Sayings of the False Prophet
“What is the sound of one hand clapping?” Here is a seeker who deals in spiritual questions and satisfying answers. Scottish poet and painter Ahimsananda uses axioms, koans, and prose poems to stimulate healthier mindsets. The overriding aim is to shake spiritual and mental complacency from those who are “dead from the neck up.” Ahimsananda is out to reconcile segments of society currently divided by false arguments, as in “The Creation of Man”: “If one adjusts one’s perspective of the element of time, evolution and creation are one and the same and the schism disappears.”
The author’s forty-year examination of Christian and Buddhist faiths conducted while he resided in both Europe and North America has yielded a set of beliefs which meld compatible elements.
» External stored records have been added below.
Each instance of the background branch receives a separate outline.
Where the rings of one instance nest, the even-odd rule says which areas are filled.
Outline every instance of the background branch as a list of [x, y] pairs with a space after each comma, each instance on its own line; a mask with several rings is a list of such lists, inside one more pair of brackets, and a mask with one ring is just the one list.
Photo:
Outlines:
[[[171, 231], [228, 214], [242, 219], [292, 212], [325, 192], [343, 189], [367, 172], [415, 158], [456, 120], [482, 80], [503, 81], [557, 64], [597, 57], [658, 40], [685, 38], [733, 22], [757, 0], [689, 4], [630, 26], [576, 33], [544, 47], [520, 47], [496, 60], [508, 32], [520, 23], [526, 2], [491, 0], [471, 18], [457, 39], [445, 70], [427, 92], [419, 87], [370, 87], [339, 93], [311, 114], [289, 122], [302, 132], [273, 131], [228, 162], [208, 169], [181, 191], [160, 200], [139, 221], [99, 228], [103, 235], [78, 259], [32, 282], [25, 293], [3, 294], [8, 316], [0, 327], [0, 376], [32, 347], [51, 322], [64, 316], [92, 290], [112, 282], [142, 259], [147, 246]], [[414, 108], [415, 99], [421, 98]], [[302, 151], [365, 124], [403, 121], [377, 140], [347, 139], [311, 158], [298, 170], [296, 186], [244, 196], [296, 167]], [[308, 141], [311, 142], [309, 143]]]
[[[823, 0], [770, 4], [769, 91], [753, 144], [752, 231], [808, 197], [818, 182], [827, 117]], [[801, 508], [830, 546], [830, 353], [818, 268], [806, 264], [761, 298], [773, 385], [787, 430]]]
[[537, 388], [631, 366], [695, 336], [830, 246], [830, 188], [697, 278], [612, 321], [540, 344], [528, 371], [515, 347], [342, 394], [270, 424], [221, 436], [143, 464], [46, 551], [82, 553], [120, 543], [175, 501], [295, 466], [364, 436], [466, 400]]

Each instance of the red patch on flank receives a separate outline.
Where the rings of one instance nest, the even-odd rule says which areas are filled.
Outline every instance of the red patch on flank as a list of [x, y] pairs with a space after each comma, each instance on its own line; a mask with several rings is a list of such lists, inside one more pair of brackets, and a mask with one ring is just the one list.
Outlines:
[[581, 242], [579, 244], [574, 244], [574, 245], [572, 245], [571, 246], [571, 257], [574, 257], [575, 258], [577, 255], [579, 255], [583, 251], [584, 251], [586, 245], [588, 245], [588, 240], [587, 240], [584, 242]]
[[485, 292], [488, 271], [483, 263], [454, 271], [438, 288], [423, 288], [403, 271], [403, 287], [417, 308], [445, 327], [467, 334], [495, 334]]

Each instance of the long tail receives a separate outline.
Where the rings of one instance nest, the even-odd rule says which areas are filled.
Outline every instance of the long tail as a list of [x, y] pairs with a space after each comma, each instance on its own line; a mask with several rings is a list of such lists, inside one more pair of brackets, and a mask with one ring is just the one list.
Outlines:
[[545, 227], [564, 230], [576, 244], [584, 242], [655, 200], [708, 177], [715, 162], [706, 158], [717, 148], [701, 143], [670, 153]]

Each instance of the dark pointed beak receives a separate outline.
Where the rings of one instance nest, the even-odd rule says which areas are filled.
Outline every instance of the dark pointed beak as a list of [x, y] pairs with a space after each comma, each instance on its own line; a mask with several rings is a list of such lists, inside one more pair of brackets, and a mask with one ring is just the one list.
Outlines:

The importance of mindfulness in one’s conduct with other people is underlined and a belief in reincarnation coexists with a direct experience of divine goodness apparently drawn from the Gospel of Thomas and similar sources. The author’s conclusions are akin to those of the Vietnamese monk Thich Nhat Hanh, who raised awareness of the harmonious overlap between doctrines with Living Buddha, Living Christ.
Subjects of the book’s eight oil paintings run from conceptual—the cover piece, “The Second Coming of Jesus Christ,” is composed of light rays above multicolored quilt squares adorned with short words and symbols—to impressionistic, as in “Balena,” which features an anchored ship topped by a Calvary-like assemblage of crosses which double as masts. One unexpected subject is sports cars, the existence of which the author puts forth as a concrete sign that miracles do happen.
However, these largely affirmative writings represent a message which is perhaps more piecemeal than unitary. Ahimsananda advocates the wearing of sandals based on a verse from the Gospel according to Mark; he doesn’t lay out the beneficial effects of doing so, beyond mentioning that simple footwear promotes humility. A handful of unusual ideas beg further explanation. For example, in “Observations” he asks: “Do you feel anger or fear? When you can no longer tell the difference you have reached reverence.”
Sayings of the False Prophet gently encourages people to begin their owns quests for higher consciousness. It suggests that right perception is the first necessary step in bettering conditions in this life and after. On the lighter side, it cuts cleanly through the ever-perplexing chicken/egg conundrum. And the answer to the most famous Zen riddle? “It depends what it is clapping against.”